Dünyadaki bütün iç tüzük değişiklikleri muhalefet partilerinin talebiyle oluyor artık. Denetim olanakları artsın, denetim yolları çeşitlensin, süreler uzasın istiyor muhalefet, iktidar partisi bu öneriyi desteklediği oranda, o, onun onuru oluyor, gururu oluyor, övünüyor çünkü "Öz güveni yüksek bir iktidarım; istediği gibi denetlesinler, bolca konuşsunlar, ne kadar çok konuşurlarsa o kadar faydalanırım." diyor ama bugünkü gibi bir kaptıkaçtı İç Tüzük'le denetim olanaklarının daraltılıp sözün kısıtlandığı bir gün, demokrasi tarihine bir kara olarak geçer.

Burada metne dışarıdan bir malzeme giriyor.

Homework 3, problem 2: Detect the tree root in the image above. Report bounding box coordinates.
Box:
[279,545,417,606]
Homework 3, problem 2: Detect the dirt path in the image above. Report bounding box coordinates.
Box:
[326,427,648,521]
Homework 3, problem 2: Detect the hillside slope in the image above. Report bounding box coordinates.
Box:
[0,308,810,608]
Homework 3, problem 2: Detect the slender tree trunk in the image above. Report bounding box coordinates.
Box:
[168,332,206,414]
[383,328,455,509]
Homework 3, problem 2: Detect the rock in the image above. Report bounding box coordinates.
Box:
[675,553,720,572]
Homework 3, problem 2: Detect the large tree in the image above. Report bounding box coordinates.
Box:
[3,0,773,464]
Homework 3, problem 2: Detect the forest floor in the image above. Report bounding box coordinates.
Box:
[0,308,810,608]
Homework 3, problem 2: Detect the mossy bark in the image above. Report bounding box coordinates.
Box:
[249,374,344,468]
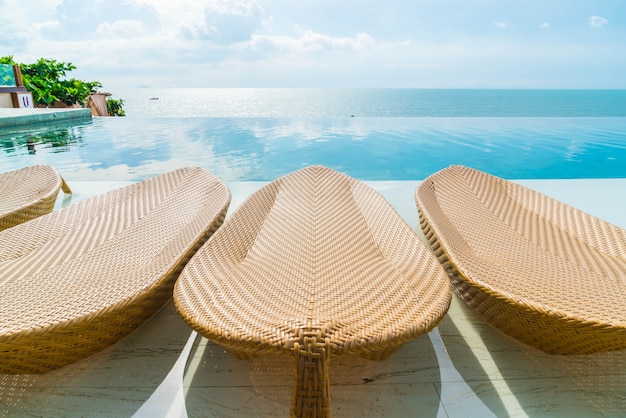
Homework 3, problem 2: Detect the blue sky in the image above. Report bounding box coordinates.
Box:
[0,0,626,91]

İKTİDAR GİBİ DAVRANIRSANIZ İKTİDAR GİBİ ELEŞTİRİLİRSİNİZ
Biz muhalefet partisiyiz. Muhalefete muhalefet etmek kitabımızda yok, bugüne kadar yapmadık ama bir muhalefet partisi, kendi gerçekliğinden kopup milletle arasındaki senedi, akdi unutup; bir muhalefet partisi ki iktidar refleksleri gösteriyorsa o muhalefet partisine sorarlar Nasrettin Hoca misali: Kedi buradaysa ciğer nerede, ciğer buradaysa kedi nerede? Sorarlar: Muhalefetsen muhalefetin sesini kısmaya nasıl imza atarsın, iktidarsan hangi bakanlıklar sende? Bunu seçmenine, milletine, halkına bir göster de görelim derler. Ondan sonra, tabii ki, boy sırasına göre yediden yetmişe cevap veren, küfreden, hakaret eden bir muhalefet partisiyle de karşılaşıyoruz ama şunu bilsinler: Biz, "MHP AKP'ye selektör yapıyor." dediğimiz gün dünyanın hakaretini yiyip nasıl arkasından haklı çıktıysak, bugün geldiğimiz noktada da muhalefetseniz muhalefet gibi davranın, iktidarsanız iktidar gibi eleştirilirsiniz; buna karşı da kimsenin kusuruna bakmayın, bunu hatırlatmak da tarihi sorumluluğumuzdur.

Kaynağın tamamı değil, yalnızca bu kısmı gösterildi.